On the Discriminability of Self-Supervised Representation Learning
This work addresses a key limitation in self-supervised learning for visual tasks, offering an incremental improvement to enhance discriminability and reduce the performance gap with supervised methods.
The paper tackles the discriminability gap between self-supervised and supervised learning by identifying the 'crowding problem' of poor class separation and high intra-class variance, and proposes the Dynamic Semantic Adjuster (DSA) to enhance feature aggregation, resulting in substantial performance gains that narrow the gap with supervised learning on benchmark datasets.

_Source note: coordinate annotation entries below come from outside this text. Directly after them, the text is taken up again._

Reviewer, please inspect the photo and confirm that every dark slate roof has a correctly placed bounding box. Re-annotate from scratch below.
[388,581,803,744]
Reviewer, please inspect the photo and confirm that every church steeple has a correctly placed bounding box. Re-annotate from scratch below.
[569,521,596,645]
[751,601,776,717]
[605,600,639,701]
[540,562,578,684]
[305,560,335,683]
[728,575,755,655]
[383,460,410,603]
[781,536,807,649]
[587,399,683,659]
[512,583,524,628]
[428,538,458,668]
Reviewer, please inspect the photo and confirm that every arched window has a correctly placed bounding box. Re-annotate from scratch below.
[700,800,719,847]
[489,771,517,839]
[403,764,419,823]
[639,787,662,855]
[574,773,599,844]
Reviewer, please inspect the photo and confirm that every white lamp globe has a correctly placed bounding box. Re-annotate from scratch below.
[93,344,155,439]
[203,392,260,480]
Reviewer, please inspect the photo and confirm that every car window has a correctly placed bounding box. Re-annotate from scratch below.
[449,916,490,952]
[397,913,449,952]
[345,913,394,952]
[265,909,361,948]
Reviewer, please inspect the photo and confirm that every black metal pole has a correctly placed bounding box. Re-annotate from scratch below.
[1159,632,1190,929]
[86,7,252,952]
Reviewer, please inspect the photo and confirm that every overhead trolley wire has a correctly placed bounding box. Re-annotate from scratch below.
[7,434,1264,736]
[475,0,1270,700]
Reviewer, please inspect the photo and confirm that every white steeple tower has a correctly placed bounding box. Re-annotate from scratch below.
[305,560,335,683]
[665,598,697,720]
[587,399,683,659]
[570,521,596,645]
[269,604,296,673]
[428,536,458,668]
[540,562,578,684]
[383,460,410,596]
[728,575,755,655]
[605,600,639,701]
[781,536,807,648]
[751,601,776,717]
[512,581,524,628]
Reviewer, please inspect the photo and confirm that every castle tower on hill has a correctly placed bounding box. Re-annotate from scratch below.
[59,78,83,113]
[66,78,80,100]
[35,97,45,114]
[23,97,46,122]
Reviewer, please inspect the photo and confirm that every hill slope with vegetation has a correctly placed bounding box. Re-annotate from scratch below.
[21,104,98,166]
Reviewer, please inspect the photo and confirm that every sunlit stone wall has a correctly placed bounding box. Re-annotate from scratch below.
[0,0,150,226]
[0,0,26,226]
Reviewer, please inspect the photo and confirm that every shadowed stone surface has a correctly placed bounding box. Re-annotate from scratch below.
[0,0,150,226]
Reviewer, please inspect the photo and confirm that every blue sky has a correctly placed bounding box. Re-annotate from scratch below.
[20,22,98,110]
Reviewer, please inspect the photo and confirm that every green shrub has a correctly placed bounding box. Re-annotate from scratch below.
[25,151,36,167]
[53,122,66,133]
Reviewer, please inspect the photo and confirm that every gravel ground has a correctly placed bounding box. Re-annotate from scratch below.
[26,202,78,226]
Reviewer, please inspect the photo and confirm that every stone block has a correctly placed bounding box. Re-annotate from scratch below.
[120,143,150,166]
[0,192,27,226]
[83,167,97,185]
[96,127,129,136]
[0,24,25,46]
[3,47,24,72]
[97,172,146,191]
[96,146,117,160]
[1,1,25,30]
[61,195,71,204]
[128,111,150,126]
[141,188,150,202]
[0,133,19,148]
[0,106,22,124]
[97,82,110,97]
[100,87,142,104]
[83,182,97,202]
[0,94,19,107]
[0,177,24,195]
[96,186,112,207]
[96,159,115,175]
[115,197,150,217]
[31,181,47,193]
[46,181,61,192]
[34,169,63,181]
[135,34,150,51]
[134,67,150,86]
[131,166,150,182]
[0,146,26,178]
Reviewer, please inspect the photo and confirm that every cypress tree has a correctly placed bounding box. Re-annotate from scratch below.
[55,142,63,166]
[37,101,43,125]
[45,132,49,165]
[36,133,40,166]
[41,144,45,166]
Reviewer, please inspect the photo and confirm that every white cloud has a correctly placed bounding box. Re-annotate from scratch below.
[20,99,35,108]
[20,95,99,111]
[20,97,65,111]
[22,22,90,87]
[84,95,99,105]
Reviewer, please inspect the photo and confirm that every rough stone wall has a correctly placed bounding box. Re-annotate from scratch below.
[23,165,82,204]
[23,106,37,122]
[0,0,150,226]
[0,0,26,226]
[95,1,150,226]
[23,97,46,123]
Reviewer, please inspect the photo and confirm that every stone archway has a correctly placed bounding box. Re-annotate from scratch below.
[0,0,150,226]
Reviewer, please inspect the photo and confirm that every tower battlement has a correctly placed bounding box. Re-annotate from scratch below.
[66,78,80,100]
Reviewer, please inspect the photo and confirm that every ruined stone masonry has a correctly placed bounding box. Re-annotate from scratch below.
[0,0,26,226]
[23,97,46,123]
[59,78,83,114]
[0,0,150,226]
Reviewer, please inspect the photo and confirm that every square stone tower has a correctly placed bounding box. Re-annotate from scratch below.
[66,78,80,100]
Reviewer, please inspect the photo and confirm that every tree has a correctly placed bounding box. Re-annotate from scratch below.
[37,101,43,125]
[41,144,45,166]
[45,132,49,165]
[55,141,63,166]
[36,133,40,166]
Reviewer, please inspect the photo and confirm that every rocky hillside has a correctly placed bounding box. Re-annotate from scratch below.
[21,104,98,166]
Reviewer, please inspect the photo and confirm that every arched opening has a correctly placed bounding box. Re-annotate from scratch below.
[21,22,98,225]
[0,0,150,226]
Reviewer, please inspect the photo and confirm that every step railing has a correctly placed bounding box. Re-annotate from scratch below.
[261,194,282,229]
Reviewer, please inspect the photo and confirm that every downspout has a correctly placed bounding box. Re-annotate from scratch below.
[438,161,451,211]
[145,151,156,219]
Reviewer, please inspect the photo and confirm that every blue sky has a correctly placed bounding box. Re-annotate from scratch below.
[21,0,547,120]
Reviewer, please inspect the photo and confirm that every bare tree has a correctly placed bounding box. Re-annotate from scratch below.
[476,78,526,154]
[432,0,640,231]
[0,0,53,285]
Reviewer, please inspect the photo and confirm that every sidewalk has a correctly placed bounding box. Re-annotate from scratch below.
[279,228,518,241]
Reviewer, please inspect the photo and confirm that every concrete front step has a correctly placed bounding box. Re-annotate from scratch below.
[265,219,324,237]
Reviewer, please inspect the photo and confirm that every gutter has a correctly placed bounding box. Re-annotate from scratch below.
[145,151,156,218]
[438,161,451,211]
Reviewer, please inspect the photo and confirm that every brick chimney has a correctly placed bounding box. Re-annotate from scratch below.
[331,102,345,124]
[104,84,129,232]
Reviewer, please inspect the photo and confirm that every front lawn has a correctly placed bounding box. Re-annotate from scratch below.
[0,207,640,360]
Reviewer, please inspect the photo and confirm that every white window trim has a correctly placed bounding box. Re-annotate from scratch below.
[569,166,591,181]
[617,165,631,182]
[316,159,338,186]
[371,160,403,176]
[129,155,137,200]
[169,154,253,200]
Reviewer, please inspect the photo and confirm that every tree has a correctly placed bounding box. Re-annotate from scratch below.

Self-supervised learning (SSL) has recently shown notable success in various visual tasks. However, in terms of discriminability, SSL is still not on par with supervised learning (SL). This paper identifies a key issue, the ``crowding problem," where features from different classes are not well-separated, and there is high intra-class variance. In contrast, SL ensures clear class separation. Our analysis reveals that SSL objectives do not adequately constrain the relationships between samples and their augmentations, leading to poorer performance in complex tasks. We further establish a theoretical framework that connects SSL objectives to cross-entropy risk bounds, explaining how reducing intra-class variance and increasing inter-class separation can improve generalization. To address this, we propose the Dynamic Semantic Adjuster (DSA), a learnable regulator that enhances feature aggregation and separation while being robust to outliers. Comprehensive experiments conducted on diverse benchmark datasets validate that DSA leads to substantial gains in SSL performance, narrowing the performance gap with SL.